Nielsen’s Managing Director Shaheen Cader however, points out that “the impact of the bill would not have been picked up in November as 90 per cent of the fieldwork was completed in the first week of the month…” He adds that as 80 per cent of his firm’s sample population represent small and medium businesses, “I don’t think this segment would be overly concerned about the new law.” Amongst the reasons for the index being flat, he explains, that “businesses are seeing their future revenue expectations as being the same as in the previous year,” rather than expecting higher top lines.
In November, the LMD-Nielsen Business Confidence Index (BCI) nudged upwards by five basis points to register 158 on the sentiment scale, only a point away from the average in the last 12 months.
There will surely be a fallout across the globe from events in the Eurozone and many rich nations, following a loss of risk appetite because of anxiety and uncertainty about the immediate future of the world economy. Likewise, one would expect there to be repercussions in the aftermath of the controversial bill – two leading rating agencies Moody’s and Fitch joined the corporate chorus against it, with the former saying that the enactment “may undermine the predictability of future policies and increase investor uncertainty.”
THE ECONOMY There are two ways of looking at the improvement in sentiment pertaining to the national economy that’s reflected in the November poll. If one were to see the glass as being half full, the rise in the proportion of executives who now feel that the economy ‘will improve’ in the year ahead (by 10 percentage points, to 47) is encouraging.
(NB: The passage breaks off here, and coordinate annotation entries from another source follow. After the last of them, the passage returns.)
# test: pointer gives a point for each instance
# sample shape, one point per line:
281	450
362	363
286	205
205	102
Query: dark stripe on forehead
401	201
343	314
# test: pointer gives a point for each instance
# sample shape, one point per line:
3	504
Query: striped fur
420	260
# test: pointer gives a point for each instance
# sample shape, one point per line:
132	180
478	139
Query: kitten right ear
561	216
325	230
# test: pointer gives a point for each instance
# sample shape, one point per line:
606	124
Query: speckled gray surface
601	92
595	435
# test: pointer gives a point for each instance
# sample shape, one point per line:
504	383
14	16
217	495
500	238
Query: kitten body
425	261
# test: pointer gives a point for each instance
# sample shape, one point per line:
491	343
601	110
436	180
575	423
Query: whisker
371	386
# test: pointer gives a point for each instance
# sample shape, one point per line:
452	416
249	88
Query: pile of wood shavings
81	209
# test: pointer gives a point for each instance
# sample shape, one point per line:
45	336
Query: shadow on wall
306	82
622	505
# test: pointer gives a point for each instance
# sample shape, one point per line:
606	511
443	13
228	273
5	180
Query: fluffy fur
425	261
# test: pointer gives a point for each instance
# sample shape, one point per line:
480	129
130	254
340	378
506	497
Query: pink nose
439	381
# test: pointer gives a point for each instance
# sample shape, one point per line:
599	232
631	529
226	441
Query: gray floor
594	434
If the glass were to be seen as being half empty, the fact that a clear majority (in a range of 51-57 per cent) in the three months to September said the same could come into the picture.
SALES TRENDS In what could be viewed as a contradiction of sorts, the word on the medium-term outlook has suddenly turned positive, with more than six-in-10 corporates expecting their sales volumes to ‘get better’ in the next 12 months. That’s a noteworthy turnaround from around a third only a month ago. Cader believes that “with infrastructure development gathering pace, the benefits of economic growth should sooner rather than later impact the medium and small segments positively.”
INVESTMENT It may come as a surprise, but the latest survey findings suggest that businesspeople are holding on to their faith in Sri Lanka’s investment prospects. When more than four-in-five interviewees rate the investment climate as being ‘very good’ or ‘good’ for the second month in a row, there’s no denying that optimism is in the air on the FDI front.
There are sceptics too. “Government policies are not favourable for investment, and we are focusing on short-term benefits rather than long-term development. Since the global market is becoming worse, we can’t expect FDIs, [so] there should be a proper mechanism to sustain growth,” says one such naysayer.
SENSITIVITIES The new year will be rife with question marks dotting both the developed world and the little one we live in. At the top of the list of ‘what ifs’ lie the post-mortem on the Eurozone crisis (if and when it is averted), the path that the US economy takes (will it avert a double-dip recession that will inevitably permeate the landscapes of the West and beyond?), the IMF’s take on Budget 2012 here at home (will it release the next tranche from the US$ 2.6 billion facility… and if so, when?) and the Government’s intentions in the post-budget era (will it walk the talk and meet the fiscal targets it has set for itself?).
The mood meanwhile, is sombre – as one BCI participant says: “Our third-quarter performance is very poor; and according to market conditions, the last quarter will be worse. I think it would be the same scenario for most businesses, but we hope things will change next year.”
PROJECTIONS Next month’s poll results will certainly be an eye-opener on two counts in particular: we will know to what extent confidence is being driven by events in Parliament, vis-à-vis the recent legislation that raised many eyebrows in business and investor circles; and how the business community views Budget 2012, which was presented to the House on 21 November.